There were no further alarms for England with Harry Brook unbeaten on 14 and captain Ben Stokes on 24 not out.
England had launched into Australia’s bowling post-lunch and rocketed to 239-2. Crawley led a partnership of 121 from 152 balls with Moeen Ali, then 109 from 86 with Root at tea in a partnership which would grow to 206.
Crawley scored 106 on his own in the middle session.
Ali showed his versatility by scoring 54 at No. 3
England has to win here to keep the series alive, and warned Australia beforehand that it would try to force a quick result because Saturday’s play may be lost to forecasted rain. If England doesn’t win, Australia will retain the Ashes.
With that in mind, England added an entertaining 178 runs after lunch from 25 overs at more than seven per over.

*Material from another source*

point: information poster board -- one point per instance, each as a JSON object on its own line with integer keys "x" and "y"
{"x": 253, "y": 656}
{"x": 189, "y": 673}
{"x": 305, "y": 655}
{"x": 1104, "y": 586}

The Australians were befuddled, especially expensive Cummins. Mitchell Starc finished the day on 2-74.
England’s first 100 took 22.1 overs. The second 100 took 13.2 overs.
Ali came out of test retirement for the series as emergency spin cover, then volunteered to bat at No. 3 when Ollie Pope was injured out of the series. Ali made it his job to give Root and Brook distance from the new ball and excelled with his first test fifty in 4 1/2 years.
He was dropped on 53 but out one run later at 130-2 when he hit Starc in front of square and gave Usman Khawaja a two-hand diving catch.
That brought in Root, who smacked the first ball he faced from Starc to the boundary.
Crawley reached a streaky century with lots of edged shots from 93 balls, the second fastest by an England opener in test history. The only quicker one was his own off 86 balls last year in Pakistan.
He and Root were so comfortable on a slow pitch against an aging ball that they hit sixes close to the interval.
Root reverse-ramped Marsh over deep third and Crawley slog-swept Travis Head over cow corner.